Former speakers Marzouq Al-Ghanem and Ahmad Al-Saadoun are contesting and are expected to compete for the head of the Assembly’s post after the polls. Ghanem told reporters after registering for the elections that he is ready to serve the people as a speaker or a member. Two groups are fighting this election. One is led by Ghanem and the other by Saadoun. The government has not said which side it will support.
Kuwait is divided into five electoral constituencies, with each electing 10 MPs to the 50-member Assembly. In the first constituency, 10 members of the 2022 Assembly and four ex-MPs are contesting. In the second district, 10 members of the 2022 house and six former MPs are contesting.
In the third constituency, eight members of the 2022 Assembly and six former MPs are fighting for the 10 seats. In the fourth electoral district, nine members of the 2022 Assembly and five former MPs are in the fray. In the fifth constituency, all the 10 members of the 2022 Assembly and five former MPs are running.

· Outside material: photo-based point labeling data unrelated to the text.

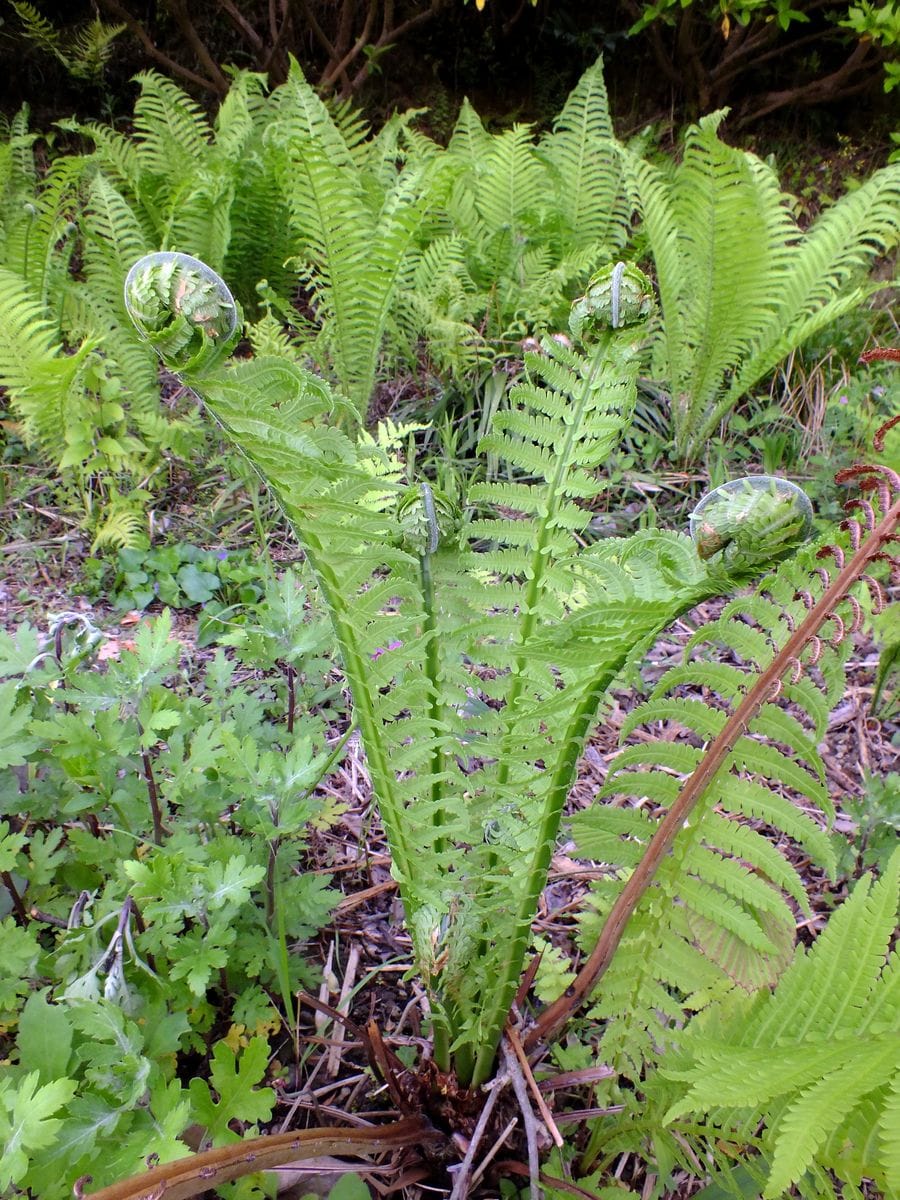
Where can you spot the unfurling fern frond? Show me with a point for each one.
(817, 1061)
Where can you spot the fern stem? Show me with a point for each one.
(736, 726)
(539, 557)
(358, 676)
(432, 667)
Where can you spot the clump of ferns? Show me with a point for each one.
(831, 612)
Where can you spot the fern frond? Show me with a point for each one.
(172, 131)
(739, 285)
(588, 169)
(808, 1059)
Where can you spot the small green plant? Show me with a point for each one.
(178, 576)
(876, 821)
(151, 903)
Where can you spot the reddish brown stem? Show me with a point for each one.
(628, 900)
(154, 796)
(17, 904)
(198, 1174)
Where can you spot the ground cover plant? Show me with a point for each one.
(479, 645)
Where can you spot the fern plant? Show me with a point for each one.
(739, 285)
(83, 52)
(817, 1060)
(534, 219)
(478, 649)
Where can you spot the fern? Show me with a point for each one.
(739, 285)
(537, 219)
(355, 246)
(87, 49)
(583, 156)
(707, 918)
(817, 1060)
(498, 653)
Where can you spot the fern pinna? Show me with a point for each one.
(478, 647)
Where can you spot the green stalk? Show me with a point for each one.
(539, 558)
(358, 676)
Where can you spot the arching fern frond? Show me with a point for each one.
(172, 131)
(653, 917)
(817, 1061)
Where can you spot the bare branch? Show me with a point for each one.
(133, 25)
(179, 11)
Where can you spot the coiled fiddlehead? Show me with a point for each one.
(751, 522)
(183, 309)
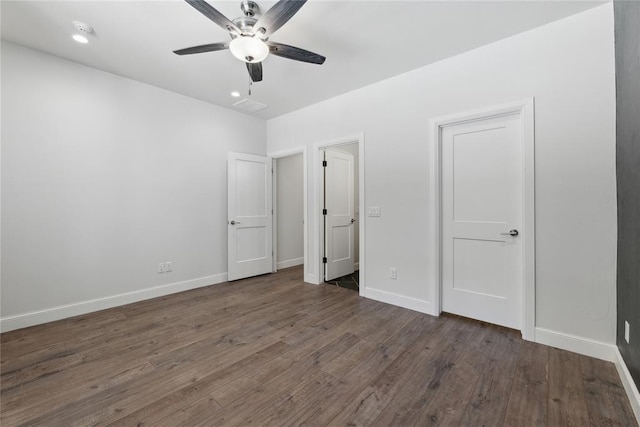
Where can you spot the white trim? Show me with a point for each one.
(576, 344)
(628, 383)
(19, 321)
(317, 176)
(398, 300)
(290, 262)
(525, 109)
(279, 155)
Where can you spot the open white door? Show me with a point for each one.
(249, 215)
(339, 217)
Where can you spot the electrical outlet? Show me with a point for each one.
(626, 331)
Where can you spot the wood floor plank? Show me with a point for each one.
(604, 394)
(445, 387)
(272, 350)
(566, 400)
(489, 403)
(527, 399)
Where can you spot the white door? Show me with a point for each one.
(249, 215)
(482, 218)
(339, 217)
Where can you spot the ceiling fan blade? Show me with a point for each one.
(210, 12)
(201, 49)
(255, 71)
(277, 16)
(295, 53)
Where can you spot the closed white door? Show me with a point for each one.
(249, 215)
(482, 218)
(339, 216)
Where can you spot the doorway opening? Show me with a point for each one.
(290, 210)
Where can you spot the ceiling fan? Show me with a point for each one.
(250, 34)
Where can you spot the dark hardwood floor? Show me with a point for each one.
(274, 351)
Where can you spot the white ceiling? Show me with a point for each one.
(364, 41)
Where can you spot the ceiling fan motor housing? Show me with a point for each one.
(245, 23)
(249, 8)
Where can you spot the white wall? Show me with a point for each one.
(102, 179)
(290, 210)
(568, 67)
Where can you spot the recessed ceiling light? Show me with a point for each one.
(80, 38)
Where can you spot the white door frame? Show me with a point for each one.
(274, 157)
(526, 110)
(317, 209)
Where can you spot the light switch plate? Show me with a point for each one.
(374, 211)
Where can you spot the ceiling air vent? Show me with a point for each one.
(249, 105)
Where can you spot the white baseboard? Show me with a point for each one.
(576, 344)
(33, 318)
(629, 384)
(290, 263)
(399, 300)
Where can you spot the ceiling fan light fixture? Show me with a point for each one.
(249, 49)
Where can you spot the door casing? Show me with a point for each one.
(334, 221)
(525, 109)
(316, 212)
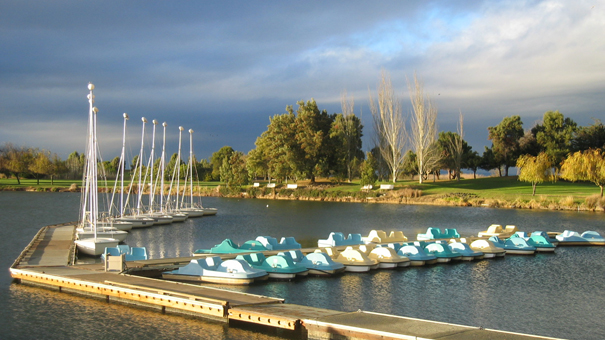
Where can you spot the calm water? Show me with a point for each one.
(560, 295)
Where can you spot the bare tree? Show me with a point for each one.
(456, 146)
(424, 129)
(389, 126)
(350, 130)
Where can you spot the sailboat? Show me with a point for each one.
(94, 245)
(137, 221)
(158, 217)
(190, 207)
(177, 216)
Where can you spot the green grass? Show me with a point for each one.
(66, 183)
(487, 187)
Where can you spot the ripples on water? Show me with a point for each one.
(557, 295)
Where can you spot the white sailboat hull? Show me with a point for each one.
(95, 247)
(87, 233)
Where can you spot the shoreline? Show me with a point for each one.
(395, 197)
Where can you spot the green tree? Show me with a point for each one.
(217, 160)
(489, 162)
(589, 137)
(312, 130)
(18, 161)
(505, 141)
(472, 161)
(554, 136)
(534, 169)
(345, 138)
(75, 165)
(40, 164)
(410, 165)
(233, 170)
(586, 165)
(368, 170)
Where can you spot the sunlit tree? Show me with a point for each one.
(586, 165)
(534, 169)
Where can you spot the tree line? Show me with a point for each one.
(308, 143)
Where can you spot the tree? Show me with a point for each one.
(233, 170)
(75, 165)
(311, 133)
(368, 170)
(586, 165)
(389, 126)
(473, 162)
(424, 129)
(346, 133)
(276, 146)
(410, 165)
(217, 160)
(534, 169)
(488, 161)
(589, 137)
(505, 141)
(40, 164)
(18, 160)
(554, 136)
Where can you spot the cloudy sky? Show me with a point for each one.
(223, 68)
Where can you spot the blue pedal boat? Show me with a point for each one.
(417, 255)
(512, 247)
(214, 270)
(318, 263)
(278, 266)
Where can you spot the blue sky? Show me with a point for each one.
(223, 68)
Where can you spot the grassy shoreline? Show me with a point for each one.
(495, 192)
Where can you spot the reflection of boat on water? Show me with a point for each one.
(89, 217)
(213, 269)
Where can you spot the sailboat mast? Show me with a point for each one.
(150, 168)
(162, 167)
(122, 160)
(191, 164)
(140, 166)
(178, 167)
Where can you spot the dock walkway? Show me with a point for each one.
(46, 261)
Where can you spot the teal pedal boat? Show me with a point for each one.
(278, 266)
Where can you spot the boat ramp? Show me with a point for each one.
(49, 261)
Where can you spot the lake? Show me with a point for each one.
(559, 295)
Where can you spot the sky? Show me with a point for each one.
(223, 68)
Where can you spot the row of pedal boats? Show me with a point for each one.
(216, 265)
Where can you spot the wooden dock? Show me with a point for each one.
(48, 261)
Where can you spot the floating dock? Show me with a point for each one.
(48, 261)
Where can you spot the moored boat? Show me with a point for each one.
(278, 266)
(214, 270)
(388, 258)
(488, 248)
(417, 255)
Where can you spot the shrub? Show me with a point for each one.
(567, 202)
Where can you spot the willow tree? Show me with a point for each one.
(585, 166)
(424, 129)
(534, 169)
(389, 126)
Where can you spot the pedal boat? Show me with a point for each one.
(573, 238)
(488, 249)
(317, 263)
(228, 247)
(278, 266)
(512, 247)
(443, 253)
(388, 258)
(214, 270)
(465, 251)
(416, 255)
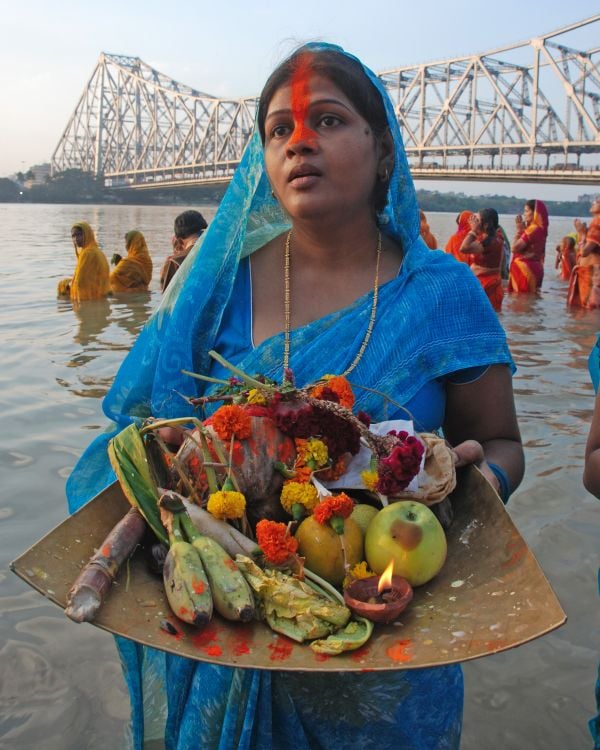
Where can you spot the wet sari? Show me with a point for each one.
(527, 267)
(432, 320)
(455, 242)
(133, 273)
(584, 284)
(91, 277)
(487, 267)
(426, 232)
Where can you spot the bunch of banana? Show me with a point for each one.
(199, 574)
(186, 583)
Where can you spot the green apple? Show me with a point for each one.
(408, 533)
(363, 514)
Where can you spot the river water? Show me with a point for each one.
(60, 683)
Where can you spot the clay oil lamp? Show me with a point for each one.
(379, 598)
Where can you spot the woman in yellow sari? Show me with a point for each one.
(133, 273)
(90, 280)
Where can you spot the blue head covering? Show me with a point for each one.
(184, 328)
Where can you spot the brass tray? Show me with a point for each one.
(490, 596)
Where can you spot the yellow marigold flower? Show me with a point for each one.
(370, 479)
(316, 451)
(256, 397)
(360, 570)
(301, 493)
(226, 504)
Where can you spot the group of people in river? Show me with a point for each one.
(315, 264)
(93, 279)
(481, 243)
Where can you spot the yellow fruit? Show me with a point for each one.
(363, 514)
(322, 548)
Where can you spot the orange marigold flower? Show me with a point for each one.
(335, 385)
(231, 420)
(275, 541)
(335, 505)
(333, 472)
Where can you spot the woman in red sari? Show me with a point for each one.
(529, 248)
(565, 257)
(484, 243)
(455, 242)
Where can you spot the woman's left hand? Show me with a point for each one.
(471, 452)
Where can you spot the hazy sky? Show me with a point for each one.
(48, 51)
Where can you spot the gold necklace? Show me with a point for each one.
(287, 308)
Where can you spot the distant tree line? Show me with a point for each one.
(76, 186)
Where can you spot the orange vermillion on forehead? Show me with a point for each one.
(300, 101)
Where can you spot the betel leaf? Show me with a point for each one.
(127, 455)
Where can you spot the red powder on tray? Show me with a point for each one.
(398, 652)
(281, 649)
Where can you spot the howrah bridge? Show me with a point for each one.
(524, 112)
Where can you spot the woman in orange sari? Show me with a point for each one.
(90, 280)
(133, 273)
(529, 249)
(565, 257)
(426, 233)
(455, 242)
(584, 287)
(484, 244)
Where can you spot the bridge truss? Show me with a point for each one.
(529, 111)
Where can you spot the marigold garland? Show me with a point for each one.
(275, 541)
(226, 504)
(334, 505)
(255, 396)
(370, 479)
(311, 452)
(301, 493)
(231, 420)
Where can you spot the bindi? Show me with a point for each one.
(300, 101)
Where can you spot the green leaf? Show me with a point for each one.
(129, 460)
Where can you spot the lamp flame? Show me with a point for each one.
(385, 580)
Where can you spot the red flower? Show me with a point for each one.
(231, 420)
(335, 505)
(275, 541)
(401, 466)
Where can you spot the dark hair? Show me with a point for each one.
(188, 223)
(489, 224)
(349, 76)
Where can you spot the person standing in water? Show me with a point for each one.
(91, 277)
(187, 227)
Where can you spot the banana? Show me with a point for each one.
(186, 584)
(232, 596)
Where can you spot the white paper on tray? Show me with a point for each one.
(351, 478)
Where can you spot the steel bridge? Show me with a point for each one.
(526, 112)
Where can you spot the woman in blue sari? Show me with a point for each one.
(314, 262)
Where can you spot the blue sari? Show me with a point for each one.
(424, 331)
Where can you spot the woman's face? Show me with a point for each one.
(321, 156)
(77, 236)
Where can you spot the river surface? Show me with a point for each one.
(60, 683)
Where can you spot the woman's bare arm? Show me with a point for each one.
(481, 425)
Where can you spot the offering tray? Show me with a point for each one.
(490, 596)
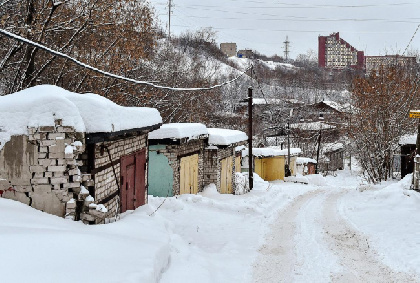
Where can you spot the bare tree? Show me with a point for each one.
(381, 104)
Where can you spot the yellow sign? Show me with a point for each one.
(415, 114)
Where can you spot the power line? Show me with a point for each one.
(86, 66)
(411, 39)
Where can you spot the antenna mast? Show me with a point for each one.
(286, 48)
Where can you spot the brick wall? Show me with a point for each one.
(213, 166)
(417, 173)
(175, 152)
(105, 180)
(47, 175)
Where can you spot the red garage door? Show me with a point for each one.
(133, 181)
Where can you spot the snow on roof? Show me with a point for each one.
(338, 106)
(179, 131)
(293, 151)
(305, 160)
(219, 136)
(90, 113)
(408, 139)
(331, 147)
(312, 126)
(271, 151)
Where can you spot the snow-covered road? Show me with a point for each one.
(311, 241)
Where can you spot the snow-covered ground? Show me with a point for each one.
(335, 230)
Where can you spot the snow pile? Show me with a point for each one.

Candidates have focused their attention on the need to restore elusive political stability after almost two decades of political crises in a country with just 1.5 million citizens and oil production exceeding 2.5 million barrels per day. The country has amassed foreign reserves exceeding $700 billion, but public services and roads have badly deteriorated in the past several years as a result of non-stop political disputes. There are around 793,000 eligible voters in Kuwait.